Diary of a COVID cleaner: U of T alumnus Stephen Lew's insights on long-term care go viral

By Yvonne Palkowski

Stephen Lew wears a mask and a T-shirt reading We Stand and Fight COVID-19. He holds cleaning supplies in his gloved hands.

As a veteran IT project manager with the City of Toronto, Stephen Lew (BSc 1992 UC) typically works at a computer. But when the COVID-19 pandemic hit and his role was deemed non-essential, he was redeployed as a cleaner at Castleview Wychwood Towers, a City-run long-term care facility.

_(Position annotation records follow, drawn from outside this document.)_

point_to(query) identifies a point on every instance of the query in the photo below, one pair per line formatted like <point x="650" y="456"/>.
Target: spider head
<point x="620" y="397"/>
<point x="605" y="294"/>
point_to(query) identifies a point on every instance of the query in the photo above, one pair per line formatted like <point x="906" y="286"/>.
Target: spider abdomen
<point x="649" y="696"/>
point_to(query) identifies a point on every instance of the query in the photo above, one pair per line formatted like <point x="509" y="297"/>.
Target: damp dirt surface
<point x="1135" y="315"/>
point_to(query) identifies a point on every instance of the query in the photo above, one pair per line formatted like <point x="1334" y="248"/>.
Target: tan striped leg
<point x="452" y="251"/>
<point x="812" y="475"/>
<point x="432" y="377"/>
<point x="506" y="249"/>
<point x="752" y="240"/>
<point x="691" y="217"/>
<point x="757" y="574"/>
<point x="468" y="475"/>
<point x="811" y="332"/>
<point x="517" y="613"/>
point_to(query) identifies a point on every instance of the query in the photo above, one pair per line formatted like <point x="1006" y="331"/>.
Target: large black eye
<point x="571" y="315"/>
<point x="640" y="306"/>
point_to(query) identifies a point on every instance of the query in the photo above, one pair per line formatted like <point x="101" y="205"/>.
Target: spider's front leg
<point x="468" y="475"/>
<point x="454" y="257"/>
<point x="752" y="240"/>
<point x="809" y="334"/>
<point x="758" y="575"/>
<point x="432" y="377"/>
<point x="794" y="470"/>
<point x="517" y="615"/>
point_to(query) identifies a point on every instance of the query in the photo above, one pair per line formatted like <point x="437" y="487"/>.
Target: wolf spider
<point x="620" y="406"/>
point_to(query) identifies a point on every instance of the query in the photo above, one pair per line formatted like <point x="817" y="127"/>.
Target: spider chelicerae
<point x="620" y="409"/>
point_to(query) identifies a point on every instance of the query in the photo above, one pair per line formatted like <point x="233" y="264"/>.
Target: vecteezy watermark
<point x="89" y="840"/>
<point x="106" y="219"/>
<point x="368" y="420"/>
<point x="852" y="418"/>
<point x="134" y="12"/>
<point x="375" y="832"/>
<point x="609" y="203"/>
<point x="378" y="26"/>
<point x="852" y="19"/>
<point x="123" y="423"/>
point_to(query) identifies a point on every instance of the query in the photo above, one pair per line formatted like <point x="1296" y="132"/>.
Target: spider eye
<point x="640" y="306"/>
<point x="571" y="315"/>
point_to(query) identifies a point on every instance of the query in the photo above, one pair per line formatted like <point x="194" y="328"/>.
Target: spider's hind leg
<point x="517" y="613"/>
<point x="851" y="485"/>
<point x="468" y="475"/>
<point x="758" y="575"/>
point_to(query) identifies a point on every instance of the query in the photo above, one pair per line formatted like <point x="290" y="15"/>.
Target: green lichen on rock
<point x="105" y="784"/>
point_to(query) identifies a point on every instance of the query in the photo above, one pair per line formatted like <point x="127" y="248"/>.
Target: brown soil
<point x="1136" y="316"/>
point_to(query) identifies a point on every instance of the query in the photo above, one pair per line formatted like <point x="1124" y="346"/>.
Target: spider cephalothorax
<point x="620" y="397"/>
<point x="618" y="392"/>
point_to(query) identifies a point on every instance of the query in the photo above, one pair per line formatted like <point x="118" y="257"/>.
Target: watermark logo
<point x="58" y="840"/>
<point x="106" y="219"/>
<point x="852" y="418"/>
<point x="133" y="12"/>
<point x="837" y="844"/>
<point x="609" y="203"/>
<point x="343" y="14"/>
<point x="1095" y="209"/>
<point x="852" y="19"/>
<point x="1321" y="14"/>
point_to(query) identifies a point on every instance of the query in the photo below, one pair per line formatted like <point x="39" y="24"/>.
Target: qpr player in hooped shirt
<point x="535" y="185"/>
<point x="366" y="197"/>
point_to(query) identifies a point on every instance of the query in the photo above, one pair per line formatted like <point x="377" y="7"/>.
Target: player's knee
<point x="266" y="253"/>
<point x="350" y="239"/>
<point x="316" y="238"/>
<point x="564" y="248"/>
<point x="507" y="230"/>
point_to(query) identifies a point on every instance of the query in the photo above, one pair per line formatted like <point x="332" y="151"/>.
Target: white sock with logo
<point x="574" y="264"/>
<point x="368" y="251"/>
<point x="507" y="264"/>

Despite the risks, the 51-year-old Lew, who has asthma and high blood pressure, has enthusiastically embraced his new role. He documents his experiences interacting with residents and disinfecting surfaces to protect them in Diary of a COVID Cleaner, a series of Facebook posts that have captured international attention for providing a humble, candid, and cautiously optimistic take on life in a long-term care home during the pandemic.

University College writer Yvonne Palkowski sat down with Lew to find out more about what motivates him and what it’s like on the front lines.


Thanks for speaking with us! Can you please tell us a bit about your time as a student at University College?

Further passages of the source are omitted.